Phase one was completed in 2011, and extends from Alameda Avenue to Victory Boulevard. Phase two of the project would extend the bikeway from Alameda to the Downtown Burbank Metrolink Station,
The Channel Bikeway extension, or phase two, was considered by the council about a year ago, but residents on the proposed path asked the council to reconsider the route. They expressed concern with the proximity of the path to their property.
On Thursday, residents, including some who live near the bike path, mostly supported the project, and shared their varied reasons for doing so. Some said they faced health issues, and the existing bike paths in the city provided them an opportunity to work out in a safe place, and the Channel Bikeway would present one more opportunity to do that. Others said the bikeway was a convenient way to get to where they were going, whether on bike or by foot.
Still others talked about the big picture, and said that in a world that is becoming increasingly populated, where most people still get into a vehicle to get to their destination, a dedicated bike path provided a safe commuting alternative that would also reduce pollution.
Mike Hollis, a Burbank resident who walks and bikes around the city, said he has done so from young age, and now cycles to work. He noted he also bikes recreationally with his wife, running errands and dining at restaurants.
“You have an opportunity tonight to [have the bike path] be a resource for many cyclists, to give commuters access to trains and provide benefits for recreational riders,” Hollis said, adding that it would also create a safe route to schools.
The Chandler Bikeway was created 11 years ago, Hollis said.
“Imagine what the area would look like if you did not put that in,” he said.
Hollis also said he rides along and walks on phase 1 of the Channel Bikeway, and said it was great that the bikeway would become a connection to one of the busiest Metrolink stations in the area, referring to the Downtown Burbank Metrolink Station.
Indeed, Ross Young, real estate and project manager in the Community Development Department, said it is the second busiest Metrolink Station in the five county, Southern California region, behind Union Station in Los Angeles.
Helen Kelley, however, said she had hoped “the bike thing goes up in flames,” but realized she might be the minority in that regard. She said the speakers thus far did not live in the area, and that she did not want to see mature trees cut down, did not want to look at a cement wall or have one-inch bushes put in.
Justin Okin and his young daughter, Rose, spoke next, in support of the project. They live on Cedar Avenue, about 50 yards from the bike path.
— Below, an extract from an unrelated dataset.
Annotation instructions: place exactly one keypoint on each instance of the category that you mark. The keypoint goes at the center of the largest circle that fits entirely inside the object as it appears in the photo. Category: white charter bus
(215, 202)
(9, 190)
Okin said there are more than 10 families with children under 6 who live nearby, and said there was quite a lot of excitement about the proposed extension.
The full council chamber chuckled and applauded when Rose, who was in her father’s arms at the time, added: “I want the bike path.”
Brian Castillo, who said he lives in the area directly impacted by the path, also supported the project.
“I’ve seen what projects like this have done to a neighborhood,” the 30-year resident and father of three young children said, calling it an opportunity to rejuvenate the area with improved lighting and landscaping while promoting wellness.
Michael Fishman, of Pure Fix Cycles on Victory Boulevard, said he opened his business about four years ago and supported the extension of the bikeway. Fishman, also a member of Walk Bike Burbank, a local chapter of the Los Angeles County Bicycle Coalition (LACBC), noted that more than 10 of his employees bike to work, using the Chandler Bikeway.
“When they have not been on the path, they were hit by a car,” Fishman said, encouraging the council to give more people a reason to bike to work, to get in shape and to have fun.
He also encouraged the council to do so to help him sell more bikes, and added: “Cyclists spend more money than people in cars.”
Fishman and other speakers at the meeting noted that improved bike infrastructure would help attract more people, especially young professionals who are not “married to their cars,” to the city.
A council majority, with Dr. David Gordon dissenting, approved the project.
Council members noted that much had been done to work with residents who expressed concerns, but wanted to do what was best for the majority of residents.
The roughly $4.4 million project will be covered mostly by grants.
A $2.7 million Metro grant will cover a portion of the cost, Young said. About $982,000 will be paid for by a grant administered by the California Natural Resources Agency. The Metro grant requires a 20% match, and the city will put $680,000 from development impact fees toward the project. The development fees are paid by those who develop in the city, and are to be used to offset any impacts on transportation, Young said.
The project will begin in summer 2016, and could be completed within approximately eight months.